Ölüm ve Ötesi

Ölüm, hayattan da öte bir hakikattir. İmanı teslimiyetten ibaret halkımızın çoğu onu tevekkülle karşılasa da, bilhassa ehl-i dünya ve bu teslimiyeti olmayanlar, inanmış bile olsalar, çok ciddî ölüm korkusu yaşarlar.

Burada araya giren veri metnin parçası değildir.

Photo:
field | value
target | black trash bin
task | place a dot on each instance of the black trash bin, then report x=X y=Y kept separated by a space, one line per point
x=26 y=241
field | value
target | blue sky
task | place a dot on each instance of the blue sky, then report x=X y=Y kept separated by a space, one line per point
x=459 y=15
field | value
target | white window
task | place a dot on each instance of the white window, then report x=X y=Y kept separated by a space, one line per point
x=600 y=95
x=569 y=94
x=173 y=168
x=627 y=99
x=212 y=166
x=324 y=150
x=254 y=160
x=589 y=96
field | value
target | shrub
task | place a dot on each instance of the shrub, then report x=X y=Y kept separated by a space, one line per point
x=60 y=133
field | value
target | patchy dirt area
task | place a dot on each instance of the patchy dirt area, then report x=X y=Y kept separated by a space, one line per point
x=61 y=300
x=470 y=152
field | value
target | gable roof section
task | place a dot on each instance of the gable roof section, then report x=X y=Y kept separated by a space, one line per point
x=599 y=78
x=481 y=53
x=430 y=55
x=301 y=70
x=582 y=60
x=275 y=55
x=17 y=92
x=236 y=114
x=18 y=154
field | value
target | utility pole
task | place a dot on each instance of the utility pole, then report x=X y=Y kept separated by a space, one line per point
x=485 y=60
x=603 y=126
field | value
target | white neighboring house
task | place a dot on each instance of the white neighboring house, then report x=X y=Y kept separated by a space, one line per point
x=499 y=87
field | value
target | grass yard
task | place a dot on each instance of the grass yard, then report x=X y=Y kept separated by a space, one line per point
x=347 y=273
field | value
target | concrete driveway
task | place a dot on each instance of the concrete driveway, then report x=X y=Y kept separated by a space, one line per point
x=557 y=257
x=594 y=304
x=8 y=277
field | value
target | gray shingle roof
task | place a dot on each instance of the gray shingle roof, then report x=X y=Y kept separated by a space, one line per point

Fakat sürekli çalışma, meşguliyet, eğlence ve neşelenme gibi yollarla ölümü hatırlamamaya çalışırlar. Manevî eğitimde “râbıta-i mevt” bir esastır. Peygamber Efendimiz de (s.a.s.), “Lezzetleri yok eden ölümü çok hatırlayın, çok anın.” buyururlar. Kur’ân-ı Kerim’in dörtte biri kadarı da Âhiret’le ilgili olduğu halde, ölüm ve Âhiret, inananları dâhil, günümüz insanının hiç gündeminde değil gibi. Oysa yazılanların, konuşulanların, gösterilenlerin belki büyük kısmı ölüm ve Âhiret’le ilgili olmalı. Çünkü dünya hayatı, tamamen Âhiret’e endekslidir ve Âhiret için yaşanır, Âhiret için yaşanmalıdır. Günümüz insanının buna, önceki çağlarda yaşayanlardan çok daha fazla ihtiyacı var. Var, çünkü dünyevîlik, bugün herkesi kapkaranlık cenderesine almış durumda; var, çünkü bugün öylesine suçlar, öylesine günahlar işleniyor ki, insanı bunlardan ancak şuurlu bir ölüm ve Âhiret endişesi alıkoyabilir. Bundandır ki, İkinci Dünya Savaşı’nda ne olup bitiyor hiç takip etmeyen Hz. Bediüzzaman (r.a.), kendisine sorulan “Bundan daha mühim bir hadise mi var ki, bu savaşı hiç takip etmiyorsun?” sorusuna şu cevabı verir: “Evet, herkesin başına bu cihan harbinden daha büyük bir hadise ve bu zemin yüzündeki hakimiyet davasından daha ehemmiyetli bir dava, ebedî hayatı kazanmak veya kaybetmek davası, açılmış. Her insan, Alman ve İngiliz kadar kuvveti ve serveti olsa ve aklı da varsa tereddütsüz o tek davayı kazanmak için sarfetmeli.”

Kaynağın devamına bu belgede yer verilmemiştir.